Finish What You Start

Like most dicta, finishing what you start is easy to say but hard to do. And we're aware of the difficulty both in our personal lives as well as in business. The reason is, like a dictum, it's always easier to talk about something in general than in laborious detail, and it's always easier to talk about details than to physically take the time to do them.

Software development epitomizes this difficulty, and much of the challenge with software in particular is its lack of physical presence. We grow up in a physical world, and we develop intuitions about it.

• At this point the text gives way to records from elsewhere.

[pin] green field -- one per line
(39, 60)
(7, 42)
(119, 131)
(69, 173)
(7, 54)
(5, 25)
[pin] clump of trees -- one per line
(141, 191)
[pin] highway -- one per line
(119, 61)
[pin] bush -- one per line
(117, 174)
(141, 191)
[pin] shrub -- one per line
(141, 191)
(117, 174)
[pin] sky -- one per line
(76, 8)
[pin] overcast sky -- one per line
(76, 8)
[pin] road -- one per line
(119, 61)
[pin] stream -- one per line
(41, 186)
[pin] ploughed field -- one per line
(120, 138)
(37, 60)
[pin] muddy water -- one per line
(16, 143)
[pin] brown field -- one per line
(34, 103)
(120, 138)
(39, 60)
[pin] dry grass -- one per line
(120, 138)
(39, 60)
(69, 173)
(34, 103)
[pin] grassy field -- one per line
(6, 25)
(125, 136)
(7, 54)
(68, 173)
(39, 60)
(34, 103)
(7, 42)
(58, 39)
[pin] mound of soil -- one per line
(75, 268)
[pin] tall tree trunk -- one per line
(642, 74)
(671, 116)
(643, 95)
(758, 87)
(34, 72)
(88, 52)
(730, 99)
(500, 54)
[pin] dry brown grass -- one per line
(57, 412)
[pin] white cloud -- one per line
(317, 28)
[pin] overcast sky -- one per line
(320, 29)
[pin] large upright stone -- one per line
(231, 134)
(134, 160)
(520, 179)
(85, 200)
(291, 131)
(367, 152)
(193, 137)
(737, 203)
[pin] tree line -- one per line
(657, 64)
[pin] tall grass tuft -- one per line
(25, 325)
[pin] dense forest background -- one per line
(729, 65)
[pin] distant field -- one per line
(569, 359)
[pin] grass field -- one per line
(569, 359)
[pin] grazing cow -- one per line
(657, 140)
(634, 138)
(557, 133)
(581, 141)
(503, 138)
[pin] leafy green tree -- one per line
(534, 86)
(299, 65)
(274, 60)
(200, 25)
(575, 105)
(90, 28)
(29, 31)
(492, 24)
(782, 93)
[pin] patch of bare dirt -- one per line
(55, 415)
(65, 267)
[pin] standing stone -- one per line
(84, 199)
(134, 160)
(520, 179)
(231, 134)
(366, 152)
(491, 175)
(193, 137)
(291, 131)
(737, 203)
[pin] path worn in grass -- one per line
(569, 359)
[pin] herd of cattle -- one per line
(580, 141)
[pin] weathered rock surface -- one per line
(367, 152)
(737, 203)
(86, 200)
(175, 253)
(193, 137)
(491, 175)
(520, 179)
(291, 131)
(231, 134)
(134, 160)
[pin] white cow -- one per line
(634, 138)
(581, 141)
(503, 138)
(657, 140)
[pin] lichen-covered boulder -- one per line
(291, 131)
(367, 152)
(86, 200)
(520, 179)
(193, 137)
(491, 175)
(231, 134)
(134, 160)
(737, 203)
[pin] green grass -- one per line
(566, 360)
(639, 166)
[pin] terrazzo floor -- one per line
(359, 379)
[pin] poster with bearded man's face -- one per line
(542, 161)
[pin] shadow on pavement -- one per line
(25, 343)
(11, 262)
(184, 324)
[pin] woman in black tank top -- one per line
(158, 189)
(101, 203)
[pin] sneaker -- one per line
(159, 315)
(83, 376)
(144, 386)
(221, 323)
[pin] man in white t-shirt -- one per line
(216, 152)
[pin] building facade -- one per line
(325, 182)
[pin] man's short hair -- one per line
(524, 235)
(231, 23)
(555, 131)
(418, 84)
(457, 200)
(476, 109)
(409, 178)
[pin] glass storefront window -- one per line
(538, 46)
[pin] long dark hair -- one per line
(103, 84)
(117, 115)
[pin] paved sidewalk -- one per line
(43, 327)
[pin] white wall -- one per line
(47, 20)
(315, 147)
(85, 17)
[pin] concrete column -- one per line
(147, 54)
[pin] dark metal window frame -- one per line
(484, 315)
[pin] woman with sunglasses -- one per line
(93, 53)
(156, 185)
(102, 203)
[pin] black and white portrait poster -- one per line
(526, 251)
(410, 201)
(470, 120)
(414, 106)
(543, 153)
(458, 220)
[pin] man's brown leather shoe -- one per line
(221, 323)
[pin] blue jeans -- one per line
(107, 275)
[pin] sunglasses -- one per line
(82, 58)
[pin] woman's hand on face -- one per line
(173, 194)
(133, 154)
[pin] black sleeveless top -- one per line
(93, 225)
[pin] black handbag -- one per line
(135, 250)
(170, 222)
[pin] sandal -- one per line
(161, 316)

No one thinks that they can get a couple of friends and build a new house over the next few weeks, but everyday in some enterprise, someone from management, or product, or development itself declares in a meeting that they pull together a "two-pizza team" and knock out some enterprise-wide software in a couple of sprints.

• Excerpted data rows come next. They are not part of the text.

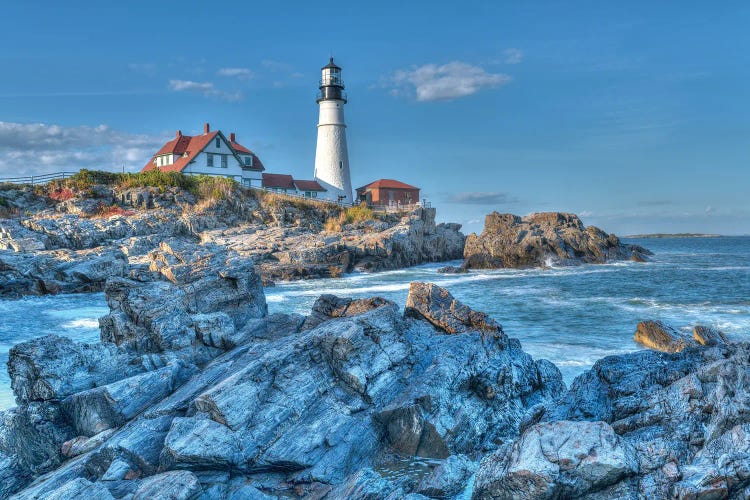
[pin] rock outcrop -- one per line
(49, 245)
(543, 239)
(290, 407)
(641, 425)
(660, 337)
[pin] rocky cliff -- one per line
(195, 391)
(54, 241)
(543, 239)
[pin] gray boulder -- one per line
(660, 337)
(558, 460)
(542, 239)
(679, 413)
(705, 335)
(175, 485)
(111, 405)
(449, 478)
(437, 305)
(53, 367)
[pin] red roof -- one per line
(388, 184)
(308, 186)
(282, 181)
(189, 146)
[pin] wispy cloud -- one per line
(207, 89)
(482, 198)
(512, 56)
(433, 82)
(35, 148)
(239, 73)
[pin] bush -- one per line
(351, 215)
(359, 213)
(61, 194)
(103, 210)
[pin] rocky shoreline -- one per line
(52, 246)
(73, 243)
(197, 392)
(543, 240)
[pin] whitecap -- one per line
(82, 323)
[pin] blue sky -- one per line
(634, 115)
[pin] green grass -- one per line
(202, 186)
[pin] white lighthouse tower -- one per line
(331, 154)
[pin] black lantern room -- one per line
(331, 85)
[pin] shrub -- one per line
(360, 213)
(103, 210)
(351, 215)
(209, 187)
(61, 194)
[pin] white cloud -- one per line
(35, 148)
(207, 89)
(433, 82)
(239, 73)
(512, 56)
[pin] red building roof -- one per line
(281, 181)
(188, 147)
(308, 186)
(388, 184)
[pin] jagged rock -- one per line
(661, 337)
(80, 489)
(302, 406)
(705, 335)
(83, 444)
(558, 460)
(200, 444)
(30, 439)
(685, 415)
(437, 305)
(212, 278)
(111, 405)
(452, 270)
(543, 239)
(333, 380)
(175, 485)
(366, 484)
(449, 478)
(58, 271)
(211, 293)
(330, 306)
(53, 367)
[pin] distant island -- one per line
(674, 235)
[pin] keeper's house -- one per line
(209, 154)
(388, 193)
(286, 184)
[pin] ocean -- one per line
(572, 316)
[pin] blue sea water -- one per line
(569, 315)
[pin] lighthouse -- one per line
(331, 154)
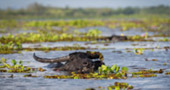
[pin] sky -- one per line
(17, 4)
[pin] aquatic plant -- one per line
(116, 86)
(15, 68)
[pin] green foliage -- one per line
(15, 68)
(39, 11)
(113, 69)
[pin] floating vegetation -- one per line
(104, 72)
(15, 68)
(116, 86)
(11, 48)
(138, 51)
(147, 73)
(167, 73)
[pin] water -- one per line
(114, 53)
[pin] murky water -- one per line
(114, 53)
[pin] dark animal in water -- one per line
(81, 62)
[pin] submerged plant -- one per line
(15, 68)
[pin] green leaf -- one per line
(20, 62)
(104, 68)
(113, 67)
(117, 69)
(13, 61)
(124, 69)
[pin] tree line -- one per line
(36, 10)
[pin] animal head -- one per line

Here's an insider observation: they never finish.

This was the initial motivation for Agile, before it became a consulting, billable-hours juggernaut. Do something simple, make sure it's concrete by demonstrating the functionality, or even better, get someone to use it.  Then do the next thing.

But, no matter what, finish something first.

Create opportunities to finish. First, think small. The end goal may be large, but keep the next step as small as possible. Then, when it's done, you know you have one step finished. The more you practice finishing things, the better you get at it.

Next keep your features precise and compact. Vague features are doomed to scope creep, they become very difficult to finish. Large features are also problematic. You may think that you've been precise in defining the 30 tickets for a given feature, but all lists will be incomplete. So, the larger the list, the more things have been left off. It's another avenue to scope creep.

Finally, get people using your product. Whether it's an app or API, get someone using it a soon as possible. This helps to alleviate the problem of software being ephemeral. Once you have a user, you have something very concrete to discuss. If the software has missed the mark, you can discuss exactly why. If it's spot on, you can discuss the next beneficial feature.

Either way you delivered a product, and you've finished a feature.